The small business community is being asked by all parties – the Governor’s Office, Speaker’s Office and Democratic and the Republican Legislators what our position is on the budget mess. I have had the opportunity to discuss this with small business owners from all over California and all seem to approach the problem the same way — how would we treat the budget problem the state faces with lessons we’ve learned as small business owners?
When a small business owner has more dollars going out than coming in we take the
First, take very good care of our existing customers. We don’t want to make it harder for our customers to do business with us; in fact, we would prefer to make it easier. Don’t put burdensome regulations and higher prices on the conditions for doing business in California that might force businesses to go to another State for a better deal. Make sure that taxpaying businesses are treated respectfully. For example, don’t have a small business person hang on the phone to a state agency for more than an hour to get an answer from a government official that the business person needs to operate the business.
Second, look for new customers. There are too many stories of businesses leaving California. Make California business friendly and attract new businesses to California. That will increase revenue to government.
Third, in tough times we have to cut costs. We ask our employees for ideas and offer incentives to them for positive results.

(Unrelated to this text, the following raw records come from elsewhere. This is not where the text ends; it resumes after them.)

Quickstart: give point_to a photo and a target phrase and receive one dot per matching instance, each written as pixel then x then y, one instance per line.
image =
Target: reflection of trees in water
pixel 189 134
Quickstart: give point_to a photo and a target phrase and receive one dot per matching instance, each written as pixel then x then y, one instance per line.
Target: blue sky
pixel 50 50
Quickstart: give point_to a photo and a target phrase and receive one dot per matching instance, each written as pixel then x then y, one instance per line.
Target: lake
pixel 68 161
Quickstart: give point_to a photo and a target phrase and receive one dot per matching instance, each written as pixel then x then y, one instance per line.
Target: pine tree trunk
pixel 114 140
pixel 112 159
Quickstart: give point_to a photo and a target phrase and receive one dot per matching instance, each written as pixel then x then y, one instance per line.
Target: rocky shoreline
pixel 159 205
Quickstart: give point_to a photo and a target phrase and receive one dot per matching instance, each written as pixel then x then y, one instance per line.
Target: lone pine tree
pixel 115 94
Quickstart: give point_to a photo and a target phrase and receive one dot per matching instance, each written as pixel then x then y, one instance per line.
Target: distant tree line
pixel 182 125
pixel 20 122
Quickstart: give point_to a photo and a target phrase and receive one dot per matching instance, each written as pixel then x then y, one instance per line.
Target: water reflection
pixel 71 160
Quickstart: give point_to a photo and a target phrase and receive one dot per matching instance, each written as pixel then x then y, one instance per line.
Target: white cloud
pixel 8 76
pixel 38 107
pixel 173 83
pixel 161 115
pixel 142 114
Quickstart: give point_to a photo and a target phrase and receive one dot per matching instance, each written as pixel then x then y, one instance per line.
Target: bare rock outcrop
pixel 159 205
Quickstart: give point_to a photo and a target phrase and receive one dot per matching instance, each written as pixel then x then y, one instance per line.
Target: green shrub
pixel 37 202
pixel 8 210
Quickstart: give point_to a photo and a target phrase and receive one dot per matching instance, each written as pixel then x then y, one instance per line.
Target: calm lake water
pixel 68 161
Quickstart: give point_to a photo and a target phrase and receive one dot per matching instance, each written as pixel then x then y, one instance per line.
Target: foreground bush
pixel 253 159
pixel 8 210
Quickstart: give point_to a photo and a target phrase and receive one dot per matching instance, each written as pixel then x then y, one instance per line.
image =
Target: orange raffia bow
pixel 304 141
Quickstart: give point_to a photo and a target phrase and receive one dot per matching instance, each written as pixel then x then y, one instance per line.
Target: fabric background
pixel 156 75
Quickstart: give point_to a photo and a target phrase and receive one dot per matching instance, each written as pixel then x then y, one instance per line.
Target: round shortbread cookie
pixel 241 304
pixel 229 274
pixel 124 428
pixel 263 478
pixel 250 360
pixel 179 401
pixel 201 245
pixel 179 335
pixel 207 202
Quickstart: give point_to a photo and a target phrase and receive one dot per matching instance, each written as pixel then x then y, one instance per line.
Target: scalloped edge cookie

We postpone major purchases; we eliminate waste; we get creative on gasoline usage for business and our employees, we do black
and white printing instead of color printing and the list goes on. In other words, we look for ways to do things differently and more efficiently.
Fourth, we work with and protect our employees. It goes without saying – we don’t add employees but we do everything possible to keep good employees. It is not cost effective to lose good employees and have to train new ones when the economy goes back up.
Finally, be prepared to review your budget on an on-going basis. Make adjustments during the year if the revenue flow does not match budget projections. And, put some money aside for tough times – a rainy day fund.
So, the bottom line (and, yes, we are always concerned about the bottom line) our message to Sacramento is we think common sense approaches that all businesses face in difficult times can be used to address the state budget problem.
One more thing–Don’t put the small business owners at a disadvantage when you do the budget or budget reform. They are a major part of the solution for job creation and growing the economy.